Lieve e garbata l'anima del Marocco aleggia sui tetti verdi d'una ridente città, tra le innevate cime lontane, nelle soffici dune del deserto, lungo la costa atlantica dalle spiagge larghe e vellutate, sulle grandi ali spiegate delle onde, dentro il marabutto biancheggiante all'orizzonte, nel fluire del fiume sotto i bastioni di una kasbah, sugli steli d'agave offerti alla fioritura, tra le palmette nane che le donne recano sul capo in grandi fasci: nel sorriso dolce dei suoi bambini è l'anima del Marocco soave e onnipresente.

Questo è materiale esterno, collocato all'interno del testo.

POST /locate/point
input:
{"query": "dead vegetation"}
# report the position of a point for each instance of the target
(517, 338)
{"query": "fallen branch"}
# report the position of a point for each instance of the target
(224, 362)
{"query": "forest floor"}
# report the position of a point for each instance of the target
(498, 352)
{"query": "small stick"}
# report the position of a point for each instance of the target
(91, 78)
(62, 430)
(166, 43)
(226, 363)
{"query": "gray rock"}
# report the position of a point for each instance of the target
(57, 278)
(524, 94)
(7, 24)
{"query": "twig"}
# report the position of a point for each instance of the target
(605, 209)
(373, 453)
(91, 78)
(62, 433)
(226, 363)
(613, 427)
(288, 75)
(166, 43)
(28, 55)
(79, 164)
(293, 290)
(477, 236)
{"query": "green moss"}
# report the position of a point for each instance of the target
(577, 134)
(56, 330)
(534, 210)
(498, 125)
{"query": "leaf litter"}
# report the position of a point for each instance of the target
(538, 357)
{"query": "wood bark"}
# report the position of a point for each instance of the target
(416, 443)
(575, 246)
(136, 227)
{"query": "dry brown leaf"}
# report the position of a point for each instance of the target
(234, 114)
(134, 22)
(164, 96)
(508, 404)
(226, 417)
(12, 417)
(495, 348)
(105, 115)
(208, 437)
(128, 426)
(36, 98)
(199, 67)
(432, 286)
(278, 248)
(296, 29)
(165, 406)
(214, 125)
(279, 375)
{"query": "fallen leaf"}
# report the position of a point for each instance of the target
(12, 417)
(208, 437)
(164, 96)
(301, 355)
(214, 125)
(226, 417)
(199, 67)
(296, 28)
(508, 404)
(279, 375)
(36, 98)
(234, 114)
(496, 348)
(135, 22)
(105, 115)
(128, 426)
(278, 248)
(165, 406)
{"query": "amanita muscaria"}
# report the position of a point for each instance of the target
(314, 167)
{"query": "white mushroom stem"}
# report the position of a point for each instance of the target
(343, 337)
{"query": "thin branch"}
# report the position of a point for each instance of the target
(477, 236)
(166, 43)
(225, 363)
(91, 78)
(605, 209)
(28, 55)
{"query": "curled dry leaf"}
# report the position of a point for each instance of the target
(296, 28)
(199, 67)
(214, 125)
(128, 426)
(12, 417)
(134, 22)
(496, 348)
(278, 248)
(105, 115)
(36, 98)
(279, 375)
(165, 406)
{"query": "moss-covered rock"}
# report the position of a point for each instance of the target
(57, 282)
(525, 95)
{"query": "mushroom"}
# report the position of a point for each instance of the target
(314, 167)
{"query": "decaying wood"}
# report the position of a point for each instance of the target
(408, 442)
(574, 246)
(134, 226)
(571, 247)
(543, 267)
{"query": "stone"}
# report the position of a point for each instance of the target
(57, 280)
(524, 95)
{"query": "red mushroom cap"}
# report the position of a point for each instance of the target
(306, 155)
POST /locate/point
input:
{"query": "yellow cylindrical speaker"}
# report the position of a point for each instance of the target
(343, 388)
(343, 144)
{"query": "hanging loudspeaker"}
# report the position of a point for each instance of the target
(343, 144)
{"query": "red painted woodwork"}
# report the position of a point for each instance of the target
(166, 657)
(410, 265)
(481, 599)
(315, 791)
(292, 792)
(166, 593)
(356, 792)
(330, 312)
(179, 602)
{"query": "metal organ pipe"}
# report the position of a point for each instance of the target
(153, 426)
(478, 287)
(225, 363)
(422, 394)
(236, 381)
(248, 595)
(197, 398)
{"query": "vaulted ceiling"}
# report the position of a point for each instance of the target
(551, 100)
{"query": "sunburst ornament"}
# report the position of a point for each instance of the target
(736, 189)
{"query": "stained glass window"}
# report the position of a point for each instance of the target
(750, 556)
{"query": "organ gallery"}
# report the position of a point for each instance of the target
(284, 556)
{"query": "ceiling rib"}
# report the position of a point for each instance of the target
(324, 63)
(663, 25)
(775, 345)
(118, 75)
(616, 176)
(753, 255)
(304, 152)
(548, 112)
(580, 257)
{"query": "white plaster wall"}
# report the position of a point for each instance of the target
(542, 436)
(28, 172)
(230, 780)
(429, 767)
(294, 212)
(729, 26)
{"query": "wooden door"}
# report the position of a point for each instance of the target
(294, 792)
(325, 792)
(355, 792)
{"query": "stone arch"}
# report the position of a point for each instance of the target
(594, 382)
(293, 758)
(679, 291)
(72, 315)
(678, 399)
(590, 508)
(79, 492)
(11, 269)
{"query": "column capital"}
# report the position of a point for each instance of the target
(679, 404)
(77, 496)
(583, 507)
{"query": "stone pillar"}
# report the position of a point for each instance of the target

Situata in una grande oasi, quasi alle pendici della catena montuosa dell'Alto Atlante, la città imperiale di Marrakech è una sorta di città giardino grazie alla sua straordinaria ricchezza di verde, costituito da aranci, cipressi, ulivi, palme, oleandri e bouganville. Come sempre, la parte più interessante della città è quella vecchia, cinta da mura di terra rossa e ricca di monumenti, tra cui la moschea di Koutoubya, la cui costruzione iniziò probabilmente attorno al 1150 ad opera della nuova dinastia almohade e completata alla fine di quel secolo dal sultano Yaqub al Monsour. Stupendo esempio di arte moresca ricca di decorazioni e fregi in maiolica bianca, turchese e blu, la moschea è celebre soprattutto per il suo minareto alto 70 metri e riconoscibile da lontano ad ogni ora del giorno: al mattino quando fa corpo con il portico della moschea, a mezzogiorno quando è solo una sagoma quasi impossibile da fissare per il riverbero del sole e alla sera sotto la luce dei proiettori.
Jemaa El Fna è la celebre piazza principale di Marrakech, porta d'accesso alla Medina con il suo inestricabile intrico di vicoli e vialetti. La piazza, affollata da un'umanità multietnica di arabi, berberi, africani e turisti europei, è un caravanserraglio che ha mantenuto intatti i sapori del passato, con i mangiatori di fuoco, i saltimbanchi dalle vesti variopinte, gli incantatori di serpenti, i musicisti ambulanti. Durante la giornata la piazza è praticamente un enorme mercato con bancarelle che vendono prodotti di ogni tipo, fra cui tappeti, stoffe, mobili, gioielli, oggetti di radica, pelletteria e antiquariato sopraffino a prezzi a volte veramente convenienti. Di sera invece le bancarelle dei mercanti lasciano il posto a chioschi con panche dove è possibile mangiare cibi preparati al momento ascoltando cantastorie e musicisti ambulanti. Tra una bottega e l'altra compaiono all'improvviso squarci di storia, come la moschea Ben Youssef a nord e quella di Mouassin a sud. Come contrappunto alla folla e all'animazione dei souk, Marrakech offre delle autentiche oasi di pace come i freschi giardini della Mamounia, della Menara o del Palais della Bahia dove è piacevole oziare all'ombra degli olivi specchiandosi nelle acque delle vasche. Marrakech è anche un'ottima base per escursioni verso l'Atlante o verso l'Oceano.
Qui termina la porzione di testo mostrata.